Detection of the Mass-Dependent Dual-Type Transition of Galaxy Spins in IllustrisTNG Simulations

TL;DR

This study detects a mass-dependent transition in galaxy spin orientations relative to tidal fields using IllustrisTNG simulations, revealing different behaviors for centrals and satellites across redshifts and dependencies on morphology and environment.

Contribution

It presents the first numerical detection of the mass-dependent dual-type galaxy spin transition and its evolution, highlighting differences between central and satellite galaxies.

Findings

Significant detection of mass-dependent spin transition in galaxies.

Centrals and satellites exhibit different spin transition types.

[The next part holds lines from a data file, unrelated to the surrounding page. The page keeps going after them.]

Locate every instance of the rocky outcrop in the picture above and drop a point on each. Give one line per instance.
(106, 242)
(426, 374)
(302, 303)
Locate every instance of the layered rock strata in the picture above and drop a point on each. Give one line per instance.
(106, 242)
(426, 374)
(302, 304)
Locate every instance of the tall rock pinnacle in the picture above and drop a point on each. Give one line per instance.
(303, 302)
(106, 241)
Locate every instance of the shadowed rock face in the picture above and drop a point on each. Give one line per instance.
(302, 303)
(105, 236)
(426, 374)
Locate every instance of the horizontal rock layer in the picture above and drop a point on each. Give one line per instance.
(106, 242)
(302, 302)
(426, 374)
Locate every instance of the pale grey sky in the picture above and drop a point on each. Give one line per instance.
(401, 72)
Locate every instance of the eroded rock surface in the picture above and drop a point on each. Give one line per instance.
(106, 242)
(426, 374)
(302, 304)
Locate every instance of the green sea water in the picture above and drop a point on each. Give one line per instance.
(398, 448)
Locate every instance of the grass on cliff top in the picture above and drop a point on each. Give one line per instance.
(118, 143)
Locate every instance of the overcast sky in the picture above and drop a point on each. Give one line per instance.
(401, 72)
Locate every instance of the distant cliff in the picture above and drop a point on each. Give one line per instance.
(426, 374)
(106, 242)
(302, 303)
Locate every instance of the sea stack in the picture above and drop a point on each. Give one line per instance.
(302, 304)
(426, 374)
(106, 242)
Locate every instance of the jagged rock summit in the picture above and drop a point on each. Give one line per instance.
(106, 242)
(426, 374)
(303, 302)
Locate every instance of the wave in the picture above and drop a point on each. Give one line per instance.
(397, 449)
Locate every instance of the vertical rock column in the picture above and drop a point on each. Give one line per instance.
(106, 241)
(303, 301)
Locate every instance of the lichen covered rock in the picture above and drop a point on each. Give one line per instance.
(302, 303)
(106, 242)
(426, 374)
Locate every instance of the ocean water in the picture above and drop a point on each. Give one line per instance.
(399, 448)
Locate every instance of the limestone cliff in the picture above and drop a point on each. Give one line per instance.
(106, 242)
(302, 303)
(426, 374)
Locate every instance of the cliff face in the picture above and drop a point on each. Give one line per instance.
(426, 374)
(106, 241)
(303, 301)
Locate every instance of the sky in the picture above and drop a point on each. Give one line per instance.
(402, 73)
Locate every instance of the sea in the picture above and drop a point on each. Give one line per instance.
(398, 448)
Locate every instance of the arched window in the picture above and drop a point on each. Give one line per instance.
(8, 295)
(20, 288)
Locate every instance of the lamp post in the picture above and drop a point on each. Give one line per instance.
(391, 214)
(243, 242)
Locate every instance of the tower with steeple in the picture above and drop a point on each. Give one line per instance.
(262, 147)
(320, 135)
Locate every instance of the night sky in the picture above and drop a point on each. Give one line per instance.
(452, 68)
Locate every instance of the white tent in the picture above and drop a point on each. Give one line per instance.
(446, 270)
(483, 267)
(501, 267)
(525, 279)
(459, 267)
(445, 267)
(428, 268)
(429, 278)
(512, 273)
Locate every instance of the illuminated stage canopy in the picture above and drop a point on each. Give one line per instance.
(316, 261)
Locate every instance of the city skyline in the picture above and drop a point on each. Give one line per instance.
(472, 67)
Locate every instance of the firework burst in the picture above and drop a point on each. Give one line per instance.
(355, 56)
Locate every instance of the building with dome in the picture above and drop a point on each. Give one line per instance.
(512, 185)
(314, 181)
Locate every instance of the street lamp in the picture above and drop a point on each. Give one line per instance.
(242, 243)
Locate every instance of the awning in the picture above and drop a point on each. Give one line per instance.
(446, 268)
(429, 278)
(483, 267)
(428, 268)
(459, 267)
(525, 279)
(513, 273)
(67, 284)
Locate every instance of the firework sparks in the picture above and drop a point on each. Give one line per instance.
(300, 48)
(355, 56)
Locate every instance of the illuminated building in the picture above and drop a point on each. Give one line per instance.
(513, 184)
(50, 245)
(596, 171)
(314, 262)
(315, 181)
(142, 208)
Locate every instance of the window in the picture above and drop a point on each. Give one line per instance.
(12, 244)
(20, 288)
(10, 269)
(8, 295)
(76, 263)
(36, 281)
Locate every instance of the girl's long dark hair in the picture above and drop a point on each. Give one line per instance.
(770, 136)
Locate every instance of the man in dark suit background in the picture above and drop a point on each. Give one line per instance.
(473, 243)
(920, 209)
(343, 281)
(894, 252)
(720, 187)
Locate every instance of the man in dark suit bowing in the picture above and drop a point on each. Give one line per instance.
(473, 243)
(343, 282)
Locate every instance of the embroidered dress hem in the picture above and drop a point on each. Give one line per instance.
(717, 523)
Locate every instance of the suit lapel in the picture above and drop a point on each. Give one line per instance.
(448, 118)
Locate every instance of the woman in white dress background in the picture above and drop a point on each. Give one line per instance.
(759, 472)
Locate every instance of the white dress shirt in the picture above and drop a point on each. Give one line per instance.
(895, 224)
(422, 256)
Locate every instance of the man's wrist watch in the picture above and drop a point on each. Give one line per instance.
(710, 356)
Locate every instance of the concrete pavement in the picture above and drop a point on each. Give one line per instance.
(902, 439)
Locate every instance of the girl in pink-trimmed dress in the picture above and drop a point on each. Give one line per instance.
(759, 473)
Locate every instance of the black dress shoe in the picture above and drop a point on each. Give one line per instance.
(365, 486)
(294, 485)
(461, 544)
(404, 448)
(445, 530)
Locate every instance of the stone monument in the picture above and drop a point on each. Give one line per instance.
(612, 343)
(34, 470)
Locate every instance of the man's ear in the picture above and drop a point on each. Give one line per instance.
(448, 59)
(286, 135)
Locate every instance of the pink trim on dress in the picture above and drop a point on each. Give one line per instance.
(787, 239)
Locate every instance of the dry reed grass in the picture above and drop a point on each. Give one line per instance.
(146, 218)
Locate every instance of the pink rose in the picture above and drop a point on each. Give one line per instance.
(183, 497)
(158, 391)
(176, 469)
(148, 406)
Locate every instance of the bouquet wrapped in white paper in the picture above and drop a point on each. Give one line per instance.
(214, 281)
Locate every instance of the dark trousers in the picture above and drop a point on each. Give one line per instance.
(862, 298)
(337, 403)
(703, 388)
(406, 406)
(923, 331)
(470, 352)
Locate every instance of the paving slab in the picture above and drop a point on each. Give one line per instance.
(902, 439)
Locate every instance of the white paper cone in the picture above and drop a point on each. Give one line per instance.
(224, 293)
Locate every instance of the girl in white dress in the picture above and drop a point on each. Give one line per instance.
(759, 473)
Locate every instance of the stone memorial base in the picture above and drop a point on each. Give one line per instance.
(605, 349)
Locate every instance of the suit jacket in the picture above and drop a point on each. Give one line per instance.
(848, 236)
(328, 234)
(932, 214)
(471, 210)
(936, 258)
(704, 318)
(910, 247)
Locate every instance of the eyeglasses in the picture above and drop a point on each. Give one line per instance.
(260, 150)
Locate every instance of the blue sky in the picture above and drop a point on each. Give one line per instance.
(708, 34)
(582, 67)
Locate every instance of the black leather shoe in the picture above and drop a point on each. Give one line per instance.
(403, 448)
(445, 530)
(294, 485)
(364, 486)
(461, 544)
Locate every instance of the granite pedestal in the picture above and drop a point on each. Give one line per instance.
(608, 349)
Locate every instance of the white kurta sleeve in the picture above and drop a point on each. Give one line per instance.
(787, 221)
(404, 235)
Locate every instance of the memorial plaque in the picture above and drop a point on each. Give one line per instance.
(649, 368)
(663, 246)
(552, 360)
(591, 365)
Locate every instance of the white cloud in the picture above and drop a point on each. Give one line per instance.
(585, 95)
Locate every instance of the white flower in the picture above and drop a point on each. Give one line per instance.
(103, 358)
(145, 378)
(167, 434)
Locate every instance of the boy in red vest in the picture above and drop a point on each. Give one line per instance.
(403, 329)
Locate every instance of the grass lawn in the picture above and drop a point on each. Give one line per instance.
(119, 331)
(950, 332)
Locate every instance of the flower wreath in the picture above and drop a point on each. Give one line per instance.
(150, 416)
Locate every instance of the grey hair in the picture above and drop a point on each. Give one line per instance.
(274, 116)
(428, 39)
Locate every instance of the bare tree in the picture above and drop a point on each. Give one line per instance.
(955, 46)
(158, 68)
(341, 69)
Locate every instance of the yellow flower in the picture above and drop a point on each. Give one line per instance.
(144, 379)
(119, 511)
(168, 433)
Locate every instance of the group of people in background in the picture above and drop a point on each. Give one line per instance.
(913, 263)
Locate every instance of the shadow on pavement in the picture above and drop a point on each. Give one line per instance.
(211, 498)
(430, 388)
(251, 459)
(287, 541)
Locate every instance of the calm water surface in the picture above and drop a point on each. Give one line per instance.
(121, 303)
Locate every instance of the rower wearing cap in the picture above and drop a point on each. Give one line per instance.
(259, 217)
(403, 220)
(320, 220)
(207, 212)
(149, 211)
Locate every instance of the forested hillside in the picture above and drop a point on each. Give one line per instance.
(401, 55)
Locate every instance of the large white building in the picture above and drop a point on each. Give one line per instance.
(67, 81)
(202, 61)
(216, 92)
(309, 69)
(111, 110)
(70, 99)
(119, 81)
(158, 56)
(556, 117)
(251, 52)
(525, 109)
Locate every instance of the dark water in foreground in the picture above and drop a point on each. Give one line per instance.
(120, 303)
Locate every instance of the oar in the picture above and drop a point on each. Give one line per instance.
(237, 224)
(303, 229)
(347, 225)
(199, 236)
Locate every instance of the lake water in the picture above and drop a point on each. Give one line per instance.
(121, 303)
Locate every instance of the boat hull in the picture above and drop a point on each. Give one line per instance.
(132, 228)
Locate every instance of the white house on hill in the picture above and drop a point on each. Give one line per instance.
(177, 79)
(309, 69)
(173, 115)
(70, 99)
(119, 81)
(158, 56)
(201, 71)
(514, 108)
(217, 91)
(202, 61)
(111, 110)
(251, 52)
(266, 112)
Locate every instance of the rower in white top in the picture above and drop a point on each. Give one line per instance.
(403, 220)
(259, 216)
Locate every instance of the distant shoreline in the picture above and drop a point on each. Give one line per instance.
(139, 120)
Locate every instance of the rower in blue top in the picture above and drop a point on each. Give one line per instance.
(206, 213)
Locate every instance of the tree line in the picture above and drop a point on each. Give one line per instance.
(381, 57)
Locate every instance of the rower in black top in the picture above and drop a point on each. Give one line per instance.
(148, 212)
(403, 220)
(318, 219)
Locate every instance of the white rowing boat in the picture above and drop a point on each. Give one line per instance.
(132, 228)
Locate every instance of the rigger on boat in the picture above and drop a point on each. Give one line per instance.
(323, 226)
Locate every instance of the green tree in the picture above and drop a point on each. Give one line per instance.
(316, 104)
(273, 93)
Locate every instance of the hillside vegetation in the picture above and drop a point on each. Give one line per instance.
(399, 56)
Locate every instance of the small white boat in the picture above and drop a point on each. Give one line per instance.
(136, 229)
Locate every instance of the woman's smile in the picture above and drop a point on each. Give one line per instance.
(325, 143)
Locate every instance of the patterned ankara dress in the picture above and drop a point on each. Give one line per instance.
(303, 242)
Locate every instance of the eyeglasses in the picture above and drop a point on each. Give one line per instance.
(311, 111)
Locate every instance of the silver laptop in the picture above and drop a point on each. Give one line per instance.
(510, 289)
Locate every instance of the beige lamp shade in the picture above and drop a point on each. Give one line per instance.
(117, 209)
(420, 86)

Transition characteristics depend on galaxy morphology and environment.

Abstract

A numerical detection of the mass-dependent spin transition of the galaxies is presented. Analyzing a sample of the galaxies with stellar masses in the range of $10^{9}< (M_{\star}/M_{\odot})\le 10^{11}$ from the IllustrisTNG300-1 simulations, we explore the alignment tendency between the galaxy baryon spins and the three eigenvectors of the linearly reconstructed tidal field as a function of $M_{\star}$ and its evolution in the redshift range of $0\le z \le 1.5$. Detecting a significant signal of the occurrence of the mass-dependent transition of the galaxy spins, we show that the centrals differ from the satellites in their spin transition type. As $M_{\star}$ increases beyond a certain threshold mass, the preferred directions of the central galaxy spins transit from the minor to the intermediate tidal eigenvectors (type two) at $z=0.5$ and $1$, while those of the satellites transit from the minor to the major tidal eigenvectors (type one) at $z=1$ and $1.5$. It is also shown that the mass range and type of the spin transition depend on the galaxy morphology, degree of the alignments between the baryon and total spin vectors as well as on the environmental density. Meanwhile, the stellar spins of the galaxies are found to yield a weak signal of the T1 transitions at $z=0$, whose strength and trend depend on the degree of the alignments between the stellar and baryon spins. The possible mechanisms responsible for the T1 and T2 spin transitions are discussed.